The flood has been inundating fresh areas almost every day for last seven days as major rivers were flowing over the danger mark in 13 points in the country on Wednesday, according to the Flood Forecasting and Warning Centre (FFWC).
Aman and Aus rice seasons are the two major sources for the staple after Boro season.
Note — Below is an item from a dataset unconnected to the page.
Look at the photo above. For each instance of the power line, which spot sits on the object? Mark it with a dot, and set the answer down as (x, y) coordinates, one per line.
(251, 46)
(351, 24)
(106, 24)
Aman comprises 37-38 and Aus 7.0-8.0 per cent to the total rice output.
After getting a handsome crop in the just concluded Boro season, government has set an ambitious target of 15.6 million tonnes at 5.89 million hectares of land this Aman season (June to December).
Aus has also been targeted at 1.32 million hectares of lands to produce 3.64 million tonnes in April-September period.
Last year Aus output was 3.0 million tonnes at 1.13 million tonnes.
The Department of Agricultural Extension (DAE)'s monitoring unit said farmers brought almost 1.326 million hectares of land under Aus farming till June 28.
But the ongoing flood has been posing threats to government's prospect, said insiders.
They said if the flood continues for next two weeks it would definitely cause severe damage to standing Aus crops and Aman saeed-beds.
The Teesta, Dharala, Ghaghot rivers already crossed the danger mark, damaging more than 18,000 hectares of standing Aus crops, vegetable and Aman saeed beds in Nilphamari, Lalmonirhat, Gaibandha, Kurigram and Rangpur districts after India opened Gazoldoba barrage in its part to release excessive water without any warning, an official at Bangladesh Water Development Board in Rangpur said.
Jamuna have been swelling over the danger mark in several districts bringing disaster to crop fields in Bogura, Sirajganj, Jamalpur and Tangail districts.
Water in the Padma started flowing over the danger level at Goalando in Rajbari district on Wednesday, FFWC said.
Water was rising in 53 points out of 101 across the country on Wednesday, said FFWC.
Department of Agricultural Extension (DAE) primary reports said nearly 36,000 hectares of Aus, Aman saeed-beds, vegetable and green chilli fields have been inundated in four districts in the river bank of the Jamuna.
DAE was preparing reports on losses in Manikganj, Rajbari, Sunamganj, Sylhet and Netrakona districts.
DAE field service wing director Dr Alhaz Uddin Ahmed, said the condition might be worrisome for Aus crops if flood stays for next two to three weeks.
But if flood condition improves, water removes from fields in a week, it would be a boon for the crops, he said.
He said there is nothing to worry about Aman for now as plantation will be continued till September.
Chairman of Agrarian Research Foundation, Bangladesh (ARF) Prof Abdul Hameed, said forecasts are showing that monsoon will remain much active this year.
He said Indian states are set to witness heavy rain this monsoon which means onrush of water from the upstream might continue.
The upstream water could make longer floods which could cause damage to crops severely, he said.
He said the government should take measure to talk to Indian authority over realising water through their dams and barrages after giving alerts.
He said Aman is especially most vulnerable to flood considering its sowing periods.
"We have recent experience that how upstream water could cause crop damage which led to an all-time high rice prices in the country in September 2017", he said.
He said any possible hamper in production might affect our food security during this pandemic.
The policy makers should be cautious about it and should make a 5.0 million tonnes of strategic food bank to tackle any possible food shortage, he said.
However, rice prices witnessed a 7.0-14 per cent hike in last two weeks in the country during this Boro harvesting and primary trading period.
Coarse rice was selling at Tk 44-48 a kg marking a 14 per cent hike in last two weeks, according to the Trading Corporation of Bangladesh (TCB).